OLS analyses, OLS regression = Ordinary Least Squares

• "least squares" = fit your regression line to the least amount of residual (error)
• smallest sum of all squared distances (errors) to the line = that process is least squares error scores (OLS)
• differences in both the y scores and in the x scores can both be due to sampling error (error unique to this sample, sampling error)

sampling error has a direct impact on where the regression line is drawn

• the regression line is impacted by sampling error.
• the sampling error in your sample is unique to that sample; the regression line will capitalize on ALL the variance in x and y, regardless of if it's from sampling error or true variance, to maximize the effect observed.
• therefore the r-squared is biased.
• therefore we need to find variance based on sampling error, and correct for it = adjusted r-squared.

there are different kinds of corrections that you can make to r-squared.

there are two levels of sampling error:

1. the current sample
2. and for the future sample

what affects sampling error? (all these corrections assume a truly random sample)

1. n (size of the sample); the larger the sample, the lower the sampling error; as n goes down, we need to correct more
2. number of variables (k) you've measured; the more you measure, the greater changes you have of error
3. theoretical population effect; population r-squared that includes future groups to be measured; the effect you would get if you measured everyone in the population. as the theoretical population effect is bigger, there is less sampling error.
1. does total GRE score predict grad-level GPA? -- for all students in the US.  assume that it's perfect, r-squared (1).
1. what might the scatterplot look like? all points would be on the regression line. (population effect would be perfect).
2. sample 20 people from that population: what r-squared would you expect? 1; because the r-squared of the population is PERFECT, then inherently any sample from that population is also PERFECT.
3. (doesn't even matter how you choose your sample, in all cases it would be 1.)
2. what is the population r was 0? you don't know what a sample would be from that population of no effect.
3. as the population effect goes down, the sampling error goes up.

there are many forms of corrections; we're going to look at just one.

this is a theoretical correction, therefore there are different ways to produce a correction formula;

some may be more or less accurate based on the situation.

the Ezekiel correction (or Whrry correction) is what we're looking at. (this is what SPSS uses.)

• this attempts to account for all three things that affect sampling error.
• from r-squared to the adjusted r-squared = shrinkage.
• the amount of shrinkage suggests the amount of sampling error.
• if there is a large amount of shrinkage, there are huge problems with your sample--much sampling error.
• your r-squared for your sample is your best estimate of the theoretical population effect (population r-squared).
• typically not the most accurate correction method.

(using data from first homework to calculate shrinkage.)

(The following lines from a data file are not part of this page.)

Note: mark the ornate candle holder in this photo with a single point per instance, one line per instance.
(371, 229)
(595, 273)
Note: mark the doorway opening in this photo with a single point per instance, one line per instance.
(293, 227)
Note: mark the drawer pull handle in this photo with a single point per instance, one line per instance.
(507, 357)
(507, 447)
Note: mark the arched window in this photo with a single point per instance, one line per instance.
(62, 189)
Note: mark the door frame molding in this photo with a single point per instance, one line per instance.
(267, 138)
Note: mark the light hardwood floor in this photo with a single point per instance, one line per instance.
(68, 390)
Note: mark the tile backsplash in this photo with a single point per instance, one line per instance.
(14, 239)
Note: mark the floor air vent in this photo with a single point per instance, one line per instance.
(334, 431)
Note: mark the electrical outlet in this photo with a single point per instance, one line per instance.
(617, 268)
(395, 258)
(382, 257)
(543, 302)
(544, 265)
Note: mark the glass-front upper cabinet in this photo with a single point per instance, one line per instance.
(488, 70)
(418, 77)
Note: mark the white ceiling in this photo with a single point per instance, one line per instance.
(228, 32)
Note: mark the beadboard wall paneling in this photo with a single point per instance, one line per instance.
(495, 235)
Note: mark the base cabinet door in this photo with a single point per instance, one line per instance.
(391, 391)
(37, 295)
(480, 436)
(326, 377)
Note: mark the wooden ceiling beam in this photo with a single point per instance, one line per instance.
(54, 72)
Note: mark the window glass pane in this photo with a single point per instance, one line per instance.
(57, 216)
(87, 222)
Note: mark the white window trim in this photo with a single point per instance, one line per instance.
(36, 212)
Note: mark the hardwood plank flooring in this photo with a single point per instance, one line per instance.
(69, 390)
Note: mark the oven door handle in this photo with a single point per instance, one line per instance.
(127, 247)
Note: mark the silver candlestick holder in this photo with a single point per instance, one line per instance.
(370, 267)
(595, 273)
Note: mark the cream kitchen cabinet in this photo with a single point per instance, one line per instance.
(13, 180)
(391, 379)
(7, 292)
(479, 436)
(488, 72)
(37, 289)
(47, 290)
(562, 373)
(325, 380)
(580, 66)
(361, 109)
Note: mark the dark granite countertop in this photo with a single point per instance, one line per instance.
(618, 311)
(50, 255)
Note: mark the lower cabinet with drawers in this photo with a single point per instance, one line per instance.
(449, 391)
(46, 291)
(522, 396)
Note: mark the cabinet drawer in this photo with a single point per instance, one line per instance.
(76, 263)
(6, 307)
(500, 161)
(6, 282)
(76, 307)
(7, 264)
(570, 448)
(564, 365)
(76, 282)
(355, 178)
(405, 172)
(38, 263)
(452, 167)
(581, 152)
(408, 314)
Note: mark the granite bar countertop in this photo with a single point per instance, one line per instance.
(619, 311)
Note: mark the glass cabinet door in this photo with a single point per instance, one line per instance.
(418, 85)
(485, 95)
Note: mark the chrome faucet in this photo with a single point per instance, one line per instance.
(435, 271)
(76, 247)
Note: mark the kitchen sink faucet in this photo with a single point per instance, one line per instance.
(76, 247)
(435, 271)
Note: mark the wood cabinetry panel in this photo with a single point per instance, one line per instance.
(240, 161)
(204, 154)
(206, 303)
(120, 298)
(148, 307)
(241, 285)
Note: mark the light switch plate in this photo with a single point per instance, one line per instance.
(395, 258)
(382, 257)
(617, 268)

• if your adjusted-r-squared is largely different, it can change your interpretation of the data--go with the adjusted-r-squared value. BUT BE CLEAR that that is NOT the effect that you observed in your study, but that it ACCOUNTS for SAMPLING ERROR. (report BOTH r-squared values and discuss shrinkage amount; you might even theorize what the sampling error is, if you have clues and if it's relevant to the study.)
• (in the first homework, number of variables and n were held constant; so the theoretical population effect is the only thing that's being corrected for here.)